5 Things To Remember Before Getting Into Debt
It is not breaking news that all businesses require money to get started. Unfortunately acquiring start up capital is not easy and sometimes the only option is to resort to credit.
Certainly, there are many options for securing capital, but all of them come with potential down sides. Before getting into debt however, there are a few things to bear in mind;
1. Consider your other options.
Don’t make going into personal debt your first choice or first priority. There are plenty of other safer, more reliable methods of getting capital for your business. If you’re making a tangible product, consider crowdfunding, and if not, consider seeking funding from other investors; and at least try to get a business loan. Getting into credit should be your very last option.
2. Eliminate your existing debt — as much as possible.
Accumulating debt on top of what you might already owe is a bad idea. Your business probably won’t turn a profit during its first few months — or even years — and in that time, compound interest could leave you with far more debt than what you started with. It is in your best interest to eliminate your existing debt as much as possible before jumping into a business that will increase your debt even further.
3. Know what you’re getting into.
Getting a personal loan means you are going to be personally liable for paying it off. But when your business fails, you’ll still owe whatever money you originally withdrew from the bank. Therefore take into consideration your business’s true chances of success. It’s tempting to believe that your idea is genius and will succeed but even good-on-paper businesses can fail in real life.

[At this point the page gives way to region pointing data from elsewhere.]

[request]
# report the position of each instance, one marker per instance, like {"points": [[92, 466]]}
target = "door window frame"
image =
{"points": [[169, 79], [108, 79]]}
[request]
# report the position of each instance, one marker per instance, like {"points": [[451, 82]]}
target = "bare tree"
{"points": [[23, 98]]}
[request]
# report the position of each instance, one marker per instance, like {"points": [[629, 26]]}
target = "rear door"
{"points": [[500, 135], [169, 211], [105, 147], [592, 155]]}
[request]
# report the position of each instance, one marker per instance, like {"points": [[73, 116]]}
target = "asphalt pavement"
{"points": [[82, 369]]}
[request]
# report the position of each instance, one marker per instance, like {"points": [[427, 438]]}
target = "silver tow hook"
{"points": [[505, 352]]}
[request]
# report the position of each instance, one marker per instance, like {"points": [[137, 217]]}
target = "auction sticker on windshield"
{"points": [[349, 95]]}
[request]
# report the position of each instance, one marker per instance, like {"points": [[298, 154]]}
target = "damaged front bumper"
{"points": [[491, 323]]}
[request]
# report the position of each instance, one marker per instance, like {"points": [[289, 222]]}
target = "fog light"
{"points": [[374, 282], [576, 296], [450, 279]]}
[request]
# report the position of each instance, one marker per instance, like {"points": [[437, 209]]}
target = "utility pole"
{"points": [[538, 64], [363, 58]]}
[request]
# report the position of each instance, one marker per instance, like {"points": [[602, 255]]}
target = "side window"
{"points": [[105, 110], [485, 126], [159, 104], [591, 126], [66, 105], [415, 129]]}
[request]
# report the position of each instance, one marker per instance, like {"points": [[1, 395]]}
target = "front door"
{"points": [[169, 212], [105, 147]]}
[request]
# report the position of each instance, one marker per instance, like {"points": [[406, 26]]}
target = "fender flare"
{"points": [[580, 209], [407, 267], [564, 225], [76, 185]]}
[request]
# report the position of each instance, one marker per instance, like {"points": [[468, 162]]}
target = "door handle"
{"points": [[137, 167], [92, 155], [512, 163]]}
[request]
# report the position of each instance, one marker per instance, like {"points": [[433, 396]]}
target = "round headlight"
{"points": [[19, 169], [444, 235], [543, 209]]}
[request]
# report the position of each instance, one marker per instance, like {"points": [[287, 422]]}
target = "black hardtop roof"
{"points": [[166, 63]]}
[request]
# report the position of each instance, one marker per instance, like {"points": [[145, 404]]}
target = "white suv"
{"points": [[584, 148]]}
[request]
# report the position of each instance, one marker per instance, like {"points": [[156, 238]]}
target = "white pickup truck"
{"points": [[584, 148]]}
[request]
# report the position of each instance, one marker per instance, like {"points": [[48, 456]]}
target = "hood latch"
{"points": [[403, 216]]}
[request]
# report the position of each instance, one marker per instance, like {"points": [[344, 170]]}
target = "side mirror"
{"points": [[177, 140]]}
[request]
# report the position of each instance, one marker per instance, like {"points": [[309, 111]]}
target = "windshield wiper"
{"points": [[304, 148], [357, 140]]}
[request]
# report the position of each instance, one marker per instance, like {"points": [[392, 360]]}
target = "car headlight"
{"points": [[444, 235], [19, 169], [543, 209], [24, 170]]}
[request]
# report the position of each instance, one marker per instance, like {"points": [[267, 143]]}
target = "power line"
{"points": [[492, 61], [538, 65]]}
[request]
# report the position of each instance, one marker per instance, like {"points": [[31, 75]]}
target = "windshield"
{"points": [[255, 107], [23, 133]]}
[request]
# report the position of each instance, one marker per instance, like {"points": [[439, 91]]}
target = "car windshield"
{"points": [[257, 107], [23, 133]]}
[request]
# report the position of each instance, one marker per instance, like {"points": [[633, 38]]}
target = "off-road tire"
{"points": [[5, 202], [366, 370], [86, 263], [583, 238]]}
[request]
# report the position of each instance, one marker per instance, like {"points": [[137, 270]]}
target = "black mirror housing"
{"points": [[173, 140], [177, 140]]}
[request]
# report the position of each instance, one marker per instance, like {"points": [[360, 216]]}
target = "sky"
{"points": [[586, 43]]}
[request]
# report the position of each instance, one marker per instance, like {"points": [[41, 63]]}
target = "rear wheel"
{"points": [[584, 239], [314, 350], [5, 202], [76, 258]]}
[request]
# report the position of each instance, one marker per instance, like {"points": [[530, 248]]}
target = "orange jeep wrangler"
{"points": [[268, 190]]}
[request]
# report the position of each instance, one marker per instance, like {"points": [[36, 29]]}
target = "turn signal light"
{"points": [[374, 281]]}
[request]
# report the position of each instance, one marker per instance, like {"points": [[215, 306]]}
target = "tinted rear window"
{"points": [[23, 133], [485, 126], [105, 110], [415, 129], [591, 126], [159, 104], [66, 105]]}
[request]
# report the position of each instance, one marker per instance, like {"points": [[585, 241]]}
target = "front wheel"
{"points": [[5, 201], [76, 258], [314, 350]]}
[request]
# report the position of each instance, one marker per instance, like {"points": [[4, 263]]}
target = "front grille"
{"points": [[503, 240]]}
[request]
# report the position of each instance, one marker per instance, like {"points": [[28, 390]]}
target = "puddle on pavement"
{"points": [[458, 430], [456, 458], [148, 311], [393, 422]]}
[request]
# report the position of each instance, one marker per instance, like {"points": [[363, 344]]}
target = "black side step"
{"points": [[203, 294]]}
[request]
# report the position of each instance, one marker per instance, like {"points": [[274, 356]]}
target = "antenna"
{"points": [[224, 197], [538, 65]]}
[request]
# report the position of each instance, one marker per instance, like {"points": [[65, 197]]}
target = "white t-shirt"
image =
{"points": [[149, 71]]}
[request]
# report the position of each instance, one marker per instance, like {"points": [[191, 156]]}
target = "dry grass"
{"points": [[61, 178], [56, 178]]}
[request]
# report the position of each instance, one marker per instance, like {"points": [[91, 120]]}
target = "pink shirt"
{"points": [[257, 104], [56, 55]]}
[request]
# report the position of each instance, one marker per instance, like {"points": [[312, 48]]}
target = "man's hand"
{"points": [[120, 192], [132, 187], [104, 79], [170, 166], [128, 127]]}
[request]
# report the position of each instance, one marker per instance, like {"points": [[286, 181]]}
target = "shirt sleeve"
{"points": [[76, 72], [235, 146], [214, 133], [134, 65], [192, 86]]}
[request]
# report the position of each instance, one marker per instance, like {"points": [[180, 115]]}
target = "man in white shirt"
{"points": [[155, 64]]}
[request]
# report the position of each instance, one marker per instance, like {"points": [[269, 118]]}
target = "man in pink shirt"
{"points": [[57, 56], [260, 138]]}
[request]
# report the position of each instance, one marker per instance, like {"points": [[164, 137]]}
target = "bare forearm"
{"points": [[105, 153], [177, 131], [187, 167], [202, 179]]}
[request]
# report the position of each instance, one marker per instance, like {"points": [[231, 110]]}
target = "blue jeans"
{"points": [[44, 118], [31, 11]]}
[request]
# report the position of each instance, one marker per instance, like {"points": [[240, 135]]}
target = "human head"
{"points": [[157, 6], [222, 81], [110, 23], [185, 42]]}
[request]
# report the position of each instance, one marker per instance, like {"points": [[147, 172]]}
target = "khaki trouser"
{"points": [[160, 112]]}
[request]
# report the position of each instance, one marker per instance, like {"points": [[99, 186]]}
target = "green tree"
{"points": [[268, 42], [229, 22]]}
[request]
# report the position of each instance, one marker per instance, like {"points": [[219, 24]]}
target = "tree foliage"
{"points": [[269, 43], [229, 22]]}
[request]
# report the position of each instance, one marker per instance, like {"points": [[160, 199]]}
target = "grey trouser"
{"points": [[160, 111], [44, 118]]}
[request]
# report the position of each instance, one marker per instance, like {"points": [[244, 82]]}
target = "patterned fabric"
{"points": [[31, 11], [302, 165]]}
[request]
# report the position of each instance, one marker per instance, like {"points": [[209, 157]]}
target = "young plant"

Your business may not be as much of a “sure thing” as you think.
4. Get the best interest rates and terms.
Take your time shopping around for different loans and options for securing your new credit. Talk to different lenders, and see if you can negotiate a better deal. Obviously, the aim is to find the lowest rate you can. Securing the loan with a personal asset may help you get even better interest rates and conditions, but it’s also going to make that asset liable for repossession, so plan accordingly.
5. Have a back-up plan.
You need to understand that your business could fail, leaving you personally accountable for your new debts. If that happens, you need to be prepared. There are many options here, but you need to plan them out before you take the next step. Stories of entrepreneurs accumulating debt and worrying about their personal finances are all too common. So, try not to get into personal debt unless you know what you’re doing and are prepared for the potential consequences.